The one factor I’m not sure about for your use case is whether you need to keep any of the drives intact to migrate data first. Both the above schemes need you to build the array once and done. You can’t expand these types of vdevs once built (easily). That means @Dynamic_Gravity’s scheme of mirrored vdevs has a benefit as you can just add more pairs of drives as vdevs to the pool to expand.

If using mirrors you can just add more mirrored vdevs to the pool, there is no limit on size. If using raidz schemes you can’t expand without adding a whole extra raidz vdev.

Do it now. Ixsystems allow in situ upgrades and the truenas core feature set will be feature compatible with your array.

Remember backups and test it first before you commit sensitive data.

1 Like

Thank you for comment good sir.

It is also worth mentioning that you can grow your pool by replacing all drives in a vdev one at a time and resilvering.
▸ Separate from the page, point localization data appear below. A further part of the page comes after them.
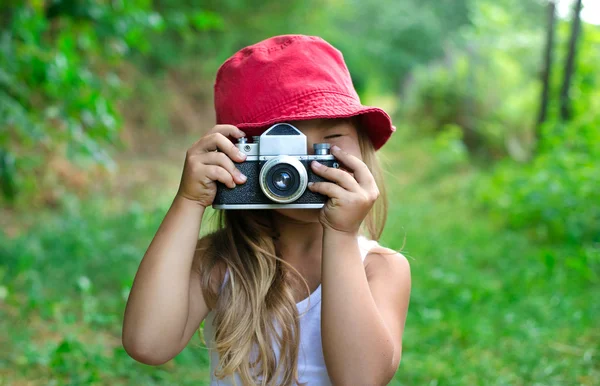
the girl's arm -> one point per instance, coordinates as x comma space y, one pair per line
363, 311
165, 305
364, 307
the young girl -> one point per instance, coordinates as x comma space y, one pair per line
288, 296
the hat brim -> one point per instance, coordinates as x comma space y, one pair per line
327, 105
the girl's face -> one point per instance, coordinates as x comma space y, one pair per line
339, 132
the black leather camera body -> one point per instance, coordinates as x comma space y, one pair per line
278, 171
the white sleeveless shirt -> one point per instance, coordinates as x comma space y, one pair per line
311, 364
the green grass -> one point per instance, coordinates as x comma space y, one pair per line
488, 306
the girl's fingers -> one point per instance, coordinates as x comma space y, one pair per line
340, 177
217, 173
217, 141
328, 189
220, 159
362, 174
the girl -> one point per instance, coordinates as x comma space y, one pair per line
289, 296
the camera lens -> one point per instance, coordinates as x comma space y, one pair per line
283, 179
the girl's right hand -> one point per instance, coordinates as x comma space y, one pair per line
204, 165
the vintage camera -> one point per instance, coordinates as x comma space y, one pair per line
278, 171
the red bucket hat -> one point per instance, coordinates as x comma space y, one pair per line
290, 78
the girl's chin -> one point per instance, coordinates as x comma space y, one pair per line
302, 215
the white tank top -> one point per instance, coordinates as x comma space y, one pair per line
311, 364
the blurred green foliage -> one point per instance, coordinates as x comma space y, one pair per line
502, 231
556, 195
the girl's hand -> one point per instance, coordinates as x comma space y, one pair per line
350, 198
204, 165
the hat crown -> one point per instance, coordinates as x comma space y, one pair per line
263, 77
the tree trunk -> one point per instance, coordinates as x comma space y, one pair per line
565, 106
548, 50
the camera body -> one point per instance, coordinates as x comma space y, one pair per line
278, 171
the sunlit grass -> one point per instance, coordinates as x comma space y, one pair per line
487, 307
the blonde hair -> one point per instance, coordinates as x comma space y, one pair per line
257, 308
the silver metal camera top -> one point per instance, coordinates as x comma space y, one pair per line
282, 139
321, 148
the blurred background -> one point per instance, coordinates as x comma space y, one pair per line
494, 173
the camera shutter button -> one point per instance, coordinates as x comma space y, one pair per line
321, 148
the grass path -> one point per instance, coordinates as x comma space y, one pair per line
488, 306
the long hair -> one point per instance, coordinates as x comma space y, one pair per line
256, 310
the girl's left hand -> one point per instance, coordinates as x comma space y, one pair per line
350, 198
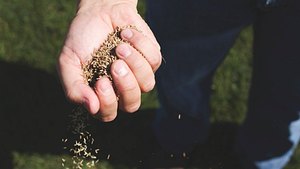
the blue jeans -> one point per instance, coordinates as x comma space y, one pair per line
195, 36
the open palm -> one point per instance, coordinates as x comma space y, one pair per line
132, 74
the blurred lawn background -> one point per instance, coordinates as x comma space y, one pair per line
32, 33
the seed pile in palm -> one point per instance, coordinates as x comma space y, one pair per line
102, 58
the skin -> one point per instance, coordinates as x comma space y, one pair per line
132, 74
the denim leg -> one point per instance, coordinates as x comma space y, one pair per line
194, 35
271, 130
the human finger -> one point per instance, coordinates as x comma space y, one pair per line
127, 86
138, 65
107, 99
75, 88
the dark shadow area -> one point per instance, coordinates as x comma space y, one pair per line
129, 140
33, 112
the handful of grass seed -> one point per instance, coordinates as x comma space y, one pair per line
103, 57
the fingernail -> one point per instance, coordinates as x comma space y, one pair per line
86, 104
105, 87
124, 50
120, 69
127, 34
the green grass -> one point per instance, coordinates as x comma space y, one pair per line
32, 33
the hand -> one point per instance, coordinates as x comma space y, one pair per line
132, 74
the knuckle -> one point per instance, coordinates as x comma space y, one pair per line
132, 107
129, 87
156, 61
147, 87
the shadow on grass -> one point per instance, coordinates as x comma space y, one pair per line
34, 112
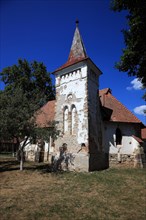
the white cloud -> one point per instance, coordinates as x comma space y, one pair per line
136, 85
140, 110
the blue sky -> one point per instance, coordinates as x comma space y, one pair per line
42, 30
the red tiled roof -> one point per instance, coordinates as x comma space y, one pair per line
143, 133
119, 113
46, 114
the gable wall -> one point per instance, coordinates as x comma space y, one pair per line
127, 129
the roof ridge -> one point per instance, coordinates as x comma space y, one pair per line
125, 107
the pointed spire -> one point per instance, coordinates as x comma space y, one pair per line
77, 50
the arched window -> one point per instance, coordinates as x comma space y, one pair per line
73, 120
65, 119
118, 136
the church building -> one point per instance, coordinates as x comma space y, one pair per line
96, 119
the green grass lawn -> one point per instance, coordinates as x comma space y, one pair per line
37, 194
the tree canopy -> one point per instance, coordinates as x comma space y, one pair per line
133, 59
28, 86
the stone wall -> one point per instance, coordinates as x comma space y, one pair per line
71, 93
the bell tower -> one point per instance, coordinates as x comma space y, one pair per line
77, 103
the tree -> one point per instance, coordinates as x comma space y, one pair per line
27, 87
133, 59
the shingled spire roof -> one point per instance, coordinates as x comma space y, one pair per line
77, 51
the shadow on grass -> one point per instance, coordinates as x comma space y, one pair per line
11, 164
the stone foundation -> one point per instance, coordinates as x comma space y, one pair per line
129, 160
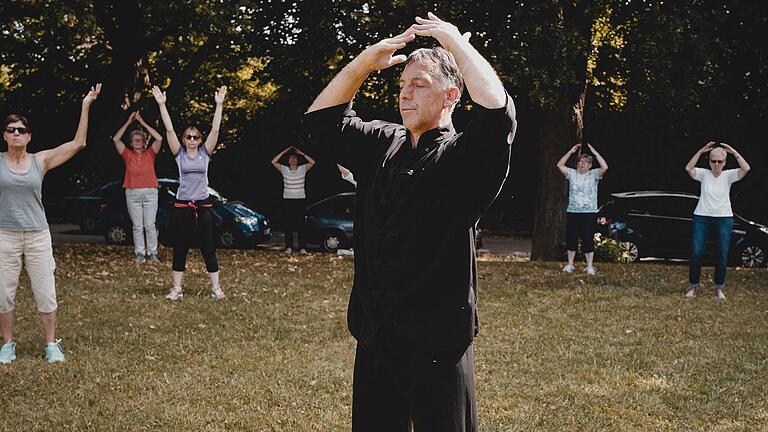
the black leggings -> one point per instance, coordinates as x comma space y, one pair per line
580, 225
189, 230
294, 221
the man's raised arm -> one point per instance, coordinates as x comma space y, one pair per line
376, 57
484, 86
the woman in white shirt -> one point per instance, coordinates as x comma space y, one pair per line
294, 197
713, 211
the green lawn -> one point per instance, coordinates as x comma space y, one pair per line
619, 351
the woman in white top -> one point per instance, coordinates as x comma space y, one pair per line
294, 197
713, 211
581, 214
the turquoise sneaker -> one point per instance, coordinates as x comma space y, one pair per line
53, 352
8, 352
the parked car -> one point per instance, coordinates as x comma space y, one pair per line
658, 224
237, 226
85, 209
330, 223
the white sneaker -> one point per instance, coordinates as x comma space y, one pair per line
218, 294
175, 294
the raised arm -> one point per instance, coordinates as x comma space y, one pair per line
603, 164
310, 162
484, 86
158, 139
173, 140
743, 165
561, 163
117, 138
213, 136
50, 159
690, 167
275, 160
343, 86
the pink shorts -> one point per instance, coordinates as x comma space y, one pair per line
35, 247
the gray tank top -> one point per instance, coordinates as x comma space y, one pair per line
21, 198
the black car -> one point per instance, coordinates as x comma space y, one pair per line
237, 225
330, 223
658, 224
Forgot to mention that’s why I love mirror vdevs.

1 Like

Hi All,
Thank you for your responses. Some extra info I forgot to include was that the case I am using is a Fractal Node 804, holds 8 x 3.5" disks comfortably, can squeeze in a 9th, adding a 10th will be very tight fit (and I probably can’t do that due to power supply cable requirements.
The second enclosure is a Silverstone DS380 with hot swap trays (technically an ITX case but I can just use it with a PSU a SFF-8088 to SFF-8087 adapter.
I have also installed an Intel X540-T2 10Gbe network card with a Macgyver’d cooling solution (these things run hot):
image
image

@Airstripone - I don’t think the motherboard supports an E5 CPU according to the manual:
image
However Idon’t think I have a need for VMs on this box (unless you can suggest something that will be handy to run).

I was hoping to avoid using mirrors as the space cost is pretty big (50%), and living in Australia means everything is just way more expensive. Just looking at Newegg alone, their prices in AUD are about $50 to $70 more than the converted USD prices :frowning:

I do understand the drive redundancy is per vdev, in that losing 2 drives in a single vdev is catastrophic failure.
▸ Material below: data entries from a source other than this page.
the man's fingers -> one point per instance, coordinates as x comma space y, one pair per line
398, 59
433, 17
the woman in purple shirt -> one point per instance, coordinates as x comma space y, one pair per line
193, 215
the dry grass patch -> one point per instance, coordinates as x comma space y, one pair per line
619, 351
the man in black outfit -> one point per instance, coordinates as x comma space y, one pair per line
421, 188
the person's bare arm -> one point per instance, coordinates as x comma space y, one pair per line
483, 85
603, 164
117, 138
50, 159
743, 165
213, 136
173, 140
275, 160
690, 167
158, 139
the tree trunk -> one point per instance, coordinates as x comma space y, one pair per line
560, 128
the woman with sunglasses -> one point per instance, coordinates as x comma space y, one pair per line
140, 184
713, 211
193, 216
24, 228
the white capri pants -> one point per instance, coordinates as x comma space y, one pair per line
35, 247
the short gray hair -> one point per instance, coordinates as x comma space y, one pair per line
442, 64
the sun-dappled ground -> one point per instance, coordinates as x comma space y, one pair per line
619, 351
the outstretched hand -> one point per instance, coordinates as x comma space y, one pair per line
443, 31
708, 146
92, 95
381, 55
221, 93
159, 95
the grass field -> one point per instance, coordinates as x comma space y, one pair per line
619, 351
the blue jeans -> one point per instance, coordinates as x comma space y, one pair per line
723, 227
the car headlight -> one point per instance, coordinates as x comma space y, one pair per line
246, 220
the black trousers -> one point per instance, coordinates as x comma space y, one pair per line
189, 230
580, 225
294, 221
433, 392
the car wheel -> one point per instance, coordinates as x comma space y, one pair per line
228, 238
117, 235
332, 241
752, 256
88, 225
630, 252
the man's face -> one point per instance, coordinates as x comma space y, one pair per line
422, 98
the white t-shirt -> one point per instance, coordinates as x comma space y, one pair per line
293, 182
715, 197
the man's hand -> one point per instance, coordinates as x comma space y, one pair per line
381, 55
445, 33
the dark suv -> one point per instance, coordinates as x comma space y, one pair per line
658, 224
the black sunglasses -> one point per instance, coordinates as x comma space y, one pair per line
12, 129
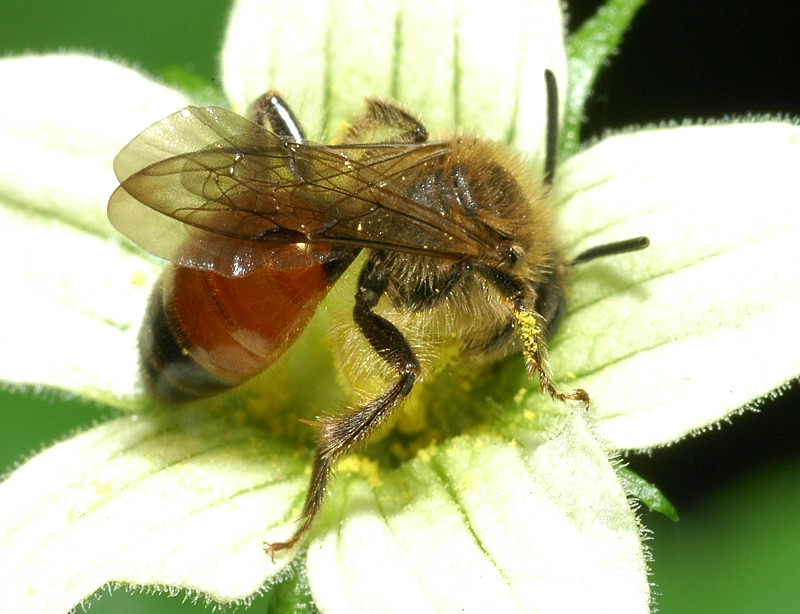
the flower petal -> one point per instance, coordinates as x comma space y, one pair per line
459, 65
84, 295
481, 525
704, 322
175, 499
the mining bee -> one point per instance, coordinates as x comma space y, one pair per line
258, 223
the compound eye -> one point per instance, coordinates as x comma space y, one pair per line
555, 319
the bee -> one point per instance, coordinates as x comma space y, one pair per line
257, 224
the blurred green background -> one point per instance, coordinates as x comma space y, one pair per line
737, 545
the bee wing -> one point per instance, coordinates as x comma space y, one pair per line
209, 189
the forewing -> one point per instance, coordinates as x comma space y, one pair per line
206, 188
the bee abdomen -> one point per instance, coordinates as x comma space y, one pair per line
169, 371
204, 333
However, using 4 x mirrored vdevs would allow for easy expansion either by adding mirrors or replacing disks in mirrors.
(interestingly according to the primer linked above, you can expand a RAIDZ vdev the same way)

So it looks like I’ll be using 4 x Mirrored vdevs to start with.
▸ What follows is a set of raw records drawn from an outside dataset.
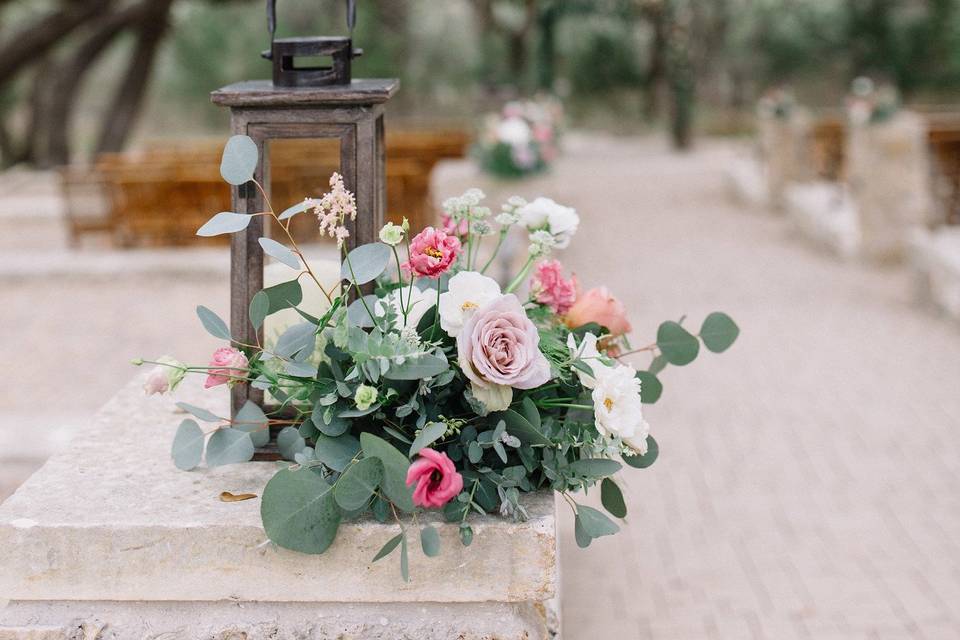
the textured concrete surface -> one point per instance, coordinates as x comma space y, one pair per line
807, 481
111, 518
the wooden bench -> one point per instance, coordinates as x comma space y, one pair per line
160, 195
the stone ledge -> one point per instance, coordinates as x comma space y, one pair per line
111, 518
If you were to lose 2 drives in a single mirroed vdev, do you also lose the entire pool or just what was on that vdev?

I had a read through the Tuning page linked above by @Dynamic_Gravity, and note that I should set the ashift to what is suitable to the drives. However, I cannot get a definitive answer on whether my drives should be configured as 4k or 512B. I have 7 x Western Digital WD40EFRX and 1 x Seagate ST4000VN008.
The neither company has the secor size in their PDF info sheets - shit kind of pisses me off as I would assume the purpose of these PDFs is to provide users with all relevant information if you’ve gone to the effort of looking for it.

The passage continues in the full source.